Optika.id - Politik jegal menjegal, mengkriminalisasi lawan politik, dan politik dagang sapi makin menguat. Ada isu, dugaan, dan fenomena politik jegal lawan agar tidak bisa maju menjadi bacapres (bakal calon presiden) 2024.

Tujuannya agar tidak ada lawan politik yang bisa maju menjadi bacapres sehingga semua bacapres adalah orang-orangnya sendiri. Politik jegal itu dilakukan melalui politik dagang sapi, pembelian parpol atau jabatan, dan langkah akhir dengan cara kriminalisasi lawan politik. Dicari-cari kesalahan hukumnya lalu ditetapkan sebagai tersangka.
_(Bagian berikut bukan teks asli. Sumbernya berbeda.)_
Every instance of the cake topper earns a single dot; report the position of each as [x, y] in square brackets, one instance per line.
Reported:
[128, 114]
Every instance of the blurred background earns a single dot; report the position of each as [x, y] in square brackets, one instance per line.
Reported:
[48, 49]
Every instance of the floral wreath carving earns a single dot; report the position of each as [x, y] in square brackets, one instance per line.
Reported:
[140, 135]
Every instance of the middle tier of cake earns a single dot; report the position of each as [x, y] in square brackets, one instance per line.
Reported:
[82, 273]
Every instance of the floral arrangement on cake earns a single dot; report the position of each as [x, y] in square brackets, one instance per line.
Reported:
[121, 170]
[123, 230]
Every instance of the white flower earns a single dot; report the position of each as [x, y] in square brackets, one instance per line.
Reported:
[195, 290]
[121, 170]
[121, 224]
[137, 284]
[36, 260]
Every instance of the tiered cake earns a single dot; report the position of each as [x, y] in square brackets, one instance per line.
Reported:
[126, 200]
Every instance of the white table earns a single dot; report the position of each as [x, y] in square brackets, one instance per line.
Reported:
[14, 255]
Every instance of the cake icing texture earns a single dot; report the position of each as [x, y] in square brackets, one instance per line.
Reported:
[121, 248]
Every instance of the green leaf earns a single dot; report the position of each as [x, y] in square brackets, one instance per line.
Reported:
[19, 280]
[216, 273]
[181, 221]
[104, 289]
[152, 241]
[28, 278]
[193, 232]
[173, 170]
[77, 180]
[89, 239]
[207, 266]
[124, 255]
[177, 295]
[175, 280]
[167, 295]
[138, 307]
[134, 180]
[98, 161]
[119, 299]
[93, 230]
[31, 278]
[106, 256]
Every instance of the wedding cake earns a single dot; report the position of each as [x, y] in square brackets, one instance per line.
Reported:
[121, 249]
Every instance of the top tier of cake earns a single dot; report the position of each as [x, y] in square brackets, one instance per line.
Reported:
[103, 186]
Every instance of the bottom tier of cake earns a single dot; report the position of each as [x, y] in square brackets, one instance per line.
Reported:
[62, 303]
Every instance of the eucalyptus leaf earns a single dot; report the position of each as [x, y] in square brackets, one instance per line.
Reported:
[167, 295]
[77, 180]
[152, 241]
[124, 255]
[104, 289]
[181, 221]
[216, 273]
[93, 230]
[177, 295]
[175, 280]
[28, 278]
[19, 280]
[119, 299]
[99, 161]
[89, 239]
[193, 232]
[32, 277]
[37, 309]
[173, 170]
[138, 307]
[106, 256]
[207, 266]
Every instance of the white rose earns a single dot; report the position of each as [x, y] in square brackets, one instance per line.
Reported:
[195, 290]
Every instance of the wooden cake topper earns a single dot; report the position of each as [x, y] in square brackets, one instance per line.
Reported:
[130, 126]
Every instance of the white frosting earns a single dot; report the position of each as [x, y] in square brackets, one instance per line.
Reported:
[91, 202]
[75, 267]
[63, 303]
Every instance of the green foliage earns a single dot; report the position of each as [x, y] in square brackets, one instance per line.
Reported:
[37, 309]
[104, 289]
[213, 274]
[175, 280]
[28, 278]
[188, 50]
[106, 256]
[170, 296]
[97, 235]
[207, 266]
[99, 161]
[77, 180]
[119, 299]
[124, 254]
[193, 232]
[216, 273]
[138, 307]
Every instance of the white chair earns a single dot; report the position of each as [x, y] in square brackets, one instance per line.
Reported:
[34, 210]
Baca Juga: Muhammad Iqbal Protes Pramuka Dihapus, Tak Sesuai Visi Misi Indonesia 2045

Isu teranyar adalah tawaran pengusaha batu bara kepada PKS (Partai Keadilan Sejahtera) berupa uang besar sekali dan tawaran 2 kursi menteri di saat reshuffle kabinet nanti. Tujuannya agar Anies Rasyid Baswedan (ARB) tidak bisa maju sebagai bacapres dan Partai NasDem gagal membentuk koalisi (PKS, Partai Demokrat, dan Partai NasDem) untuk mengusung ARB sebagai bacapres 2024.

Isu itu dilemparkan oleh Said Didu, mantan Sekretaris Kementerian BUMN (Badan Usaha Milik Negara) lewat twitternya. Cuitan itu mengutip akun @maspiyuaja yang mencantumkan link berita berjudul "Beredar Kabar PKS Ditawari 2 Menteri, Untuk Gagalkan Koalisi Anies?" di samping itu juga ditulis ada kabar lain yaitu "Dan kabar lain juga, bahwa salah satu pengusaha batu bara sudah 'ditugaskan' memberikan dana besar agar menarik dukungan," tulis @msaid_didu.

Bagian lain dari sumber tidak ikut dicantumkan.